Quand le professionnel du chiffre est-il responsable face à un client qui a des difficultés financières ? Que doit-il faire ?

Maîtres Violaine Devyver et Jean-Paul Tasset, avocats au barreau de Liège

Désormais, le professionnel du chiffre[1], qui constate au cours de sa mission des faits graves et concordants susceptibles de compromettre la continuité de l'entreprise dans les 12 mois qui suivent, doit agir. Brève analyse de la « Recommandation Inter-Instituts » (M.B. 8 juin 2016)[2]

Quels faits le professionnel doit-il prendre en compte ?

Les faits considérés comme mettant en péril la continuité d’une entreprise sont par exemple :

  • le retard de payement des cotisations sociales ou de la TVA de plus d’un trimestre;
     
  • les jugements par défaut ou contradictoires, mais sans contestation du principal;
     
  • le non-respect de la procédure de la sonnette d’alarme;
     
  • l’évolution défavorable de la structure financière et de la rentabilité (capitaux propres négatifs, cashflow négatif, ratio financier défavorable);
     
  • les difficultés à assurer la disponibilité des moyens de financement (incapacité à payer les créanciers à échéance, difficultés de se conformer aux conditions des contrats de prêt, etc);
     
  • la situation financière difficile de la société-mère;
     
  • des problèmes de renouvellement d’un permis d’exploitation;
     

Que doit faire le professionnel ?

Il doit informer son client de manière circonstanciée (de préférence par écrit) en reprenant :

  • un renvoi à l'article 10, alinéa 5, de la LCE;
     
  • une énumération des faits graves et concordants constatés et qui sont susceptibles de compromettre la continuité;
     
  • une déclaration que les faits énumérés ne constituent pas une liste exhaustive de tous les faits susceptibles de compromettre la continuité de l’entreprise et que sont seulement repris les faits dont le professionnel a eu connaissance à la date de sa communication;
     
  • une demande, dans un délai d’un mois après l’envoi, de prendre des mesures de redressement adaptées pour garantir la continuité de l’entreprise pendant une période d’au moins douze mois.
     

Le professionnel peut également dénoncer cette situation au tribunal de commerce (l’article 458 du Code pénal, relatif au secret professionnel, n’est pas applicable).

Quelles sanctions ?

Peu importe la mission, habituelle ou ponctuelle, ou même si sa mission a pris fin, le professionnel du chiffre doit agir dès qu’il constate des difficultés.

A défaut, l’entreprise en difficulté ou un tiers intéressé (comme le curateur ou le liquidateur) pourraient engager la responsabilité civile des professionnels du chiffre.

De même, les différents organes de l’IRE, de l’IEC ou de l’IPCF pourraient également appliquer des sanctions disciplinaires.

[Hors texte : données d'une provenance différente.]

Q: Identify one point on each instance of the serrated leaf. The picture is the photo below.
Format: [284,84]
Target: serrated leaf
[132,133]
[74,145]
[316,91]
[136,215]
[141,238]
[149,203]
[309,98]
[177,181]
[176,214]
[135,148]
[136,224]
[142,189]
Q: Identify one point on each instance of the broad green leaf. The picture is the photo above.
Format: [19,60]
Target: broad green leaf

Attention, le simple fait que le professionnel du chiffre soit resté sans nouvelle de son client, ou que ce dernier n’ait pas répondu à ses questions ou encore le fait de n’avoir pas été payé, ne lui permettra pas d’éviter une sanction ou une poursuite devant une juridiction.

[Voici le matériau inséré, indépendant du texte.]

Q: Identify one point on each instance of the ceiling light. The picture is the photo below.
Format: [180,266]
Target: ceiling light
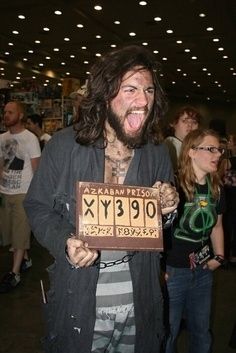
[98,7]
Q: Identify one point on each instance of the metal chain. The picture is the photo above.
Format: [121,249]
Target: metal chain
[102,265]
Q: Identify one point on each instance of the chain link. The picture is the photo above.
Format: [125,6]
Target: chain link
[102,265]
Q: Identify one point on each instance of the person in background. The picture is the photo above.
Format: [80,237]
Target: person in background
[99,301]
[197,241]
[229,181]
[19,157]
[34,123]
[77,97]
[184,121]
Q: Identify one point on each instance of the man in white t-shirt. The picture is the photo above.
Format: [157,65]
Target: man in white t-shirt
[19,157]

Le professionnel du chiffre risque désormais de voir sa responsabilité engagée dès que des difficultés financières apparaissent chez son client.

 

[1] L'expert-comptable externe, le conseil fiscal externe, le comptable agréé externe, le comptable-fiscaliste agréé externe et le réviseur d'entreprises.

[2] Recommandation inter-instituts concernant les missions qui incombent au réviseur d’entreprises, à l’expert-comptable externe, au conseil fiscal externe, au comptable agréé externe ou au comptable-fiscaliste agréé externe dans le cadre de l’article 10, alinéa 5, de l'article 12, § 1, alinéa 5, et de l'article 17, §2, 5° et 6°, de la loi relative à la continuité des entreprises.